Brain Commun ; 5(5): fcad221, 2023.
Artigo em Inglês | MEDLINE | ID: mdl-37731904

RESUMO

Facioscapulohumeral muscular dystrophy (FSHD) is a prevalent, incurable skeletal myopathy. Clinical trials for FSHD are hindered by heterogeneous biomarkers poorly associated with clinical severity, requiring invasive muscle biopsy. Macroscopically, FSHD presents with slow fatty replacement of muscle, rapidly accelerated by inflammation.
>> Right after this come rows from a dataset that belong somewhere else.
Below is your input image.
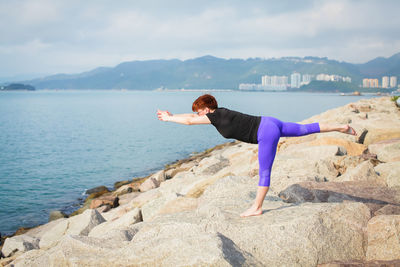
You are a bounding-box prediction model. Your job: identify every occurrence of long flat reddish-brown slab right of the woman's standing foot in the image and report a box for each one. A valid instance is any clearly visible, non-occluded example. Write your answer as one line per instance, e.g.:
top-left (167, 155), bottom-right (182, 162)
top-left (279, 182), bottom-right (400, 205)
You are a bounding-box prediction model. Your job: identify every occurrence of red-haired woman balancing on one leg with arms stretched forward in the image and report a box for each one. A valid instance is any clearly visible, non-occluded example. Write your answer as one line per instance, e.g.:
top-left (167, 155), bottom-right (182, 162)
top-left (157, 94), bottom-right (356, 217)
Mis-expression of the transcription factor DUX4 is currently accepted to underlie pathogenesis, and mechanisms including PAX7 target gene repression have been proposed. Here, we performed RNA-sequencing on MRI-guided inflamed and isogenic non-inflamed muscle biopsies from the same clinically characterized FSHD patients (n = 24), alongside isogenic peripheral blood mononucleated cells from a subset of patients (n = 13) and unaffected controls (n = 11). Multivariate models were employed to evaluate the clinical associations of five published FSHD transcriptomic biomarkers. We demonstrated that PAX7 target gene repression can discriminate control, inflamed and non-inflamed FSHD muscle independently of age and sex (P < 0.013), while the discriminatory power of DUX4 target genes was limited to distinguishing FSHD muscle from control. Importantly, the level of PAX7 target gene repression in non-inflamed muscle associated with clinical assessments of FSHD severity (P = 0.04). DUX4 target gene biomarkers in FSHD muscle showed associations with lower limb fat fraction and D4Z4 array length but not clinical assessment. Lastly, PAX7 target gene repression in FSHD muscle correlated with the level in isogenic peripheral blood mononucleated cells (P = 0.002). A refined PAX7 target gene biomarker comprising 143/601 PAX7 target genes computed in peripheral blood (the FSHD muscle-blood biomarker) associated with clinical severity in FSHD patients (P < 0.036). Our new circulating biomarker validates as a classifier of clinical severity in an independent data set of 54 FSHD patient and 29 matched control blood samples, with improved power in older patients (P = 0.03). In summary, we present the minimally invasive FSHD muscle-blood biomarker of FSHD clinical severity valid in patient muscle and blood, of potential use in routine disease monitoring and clinical trials.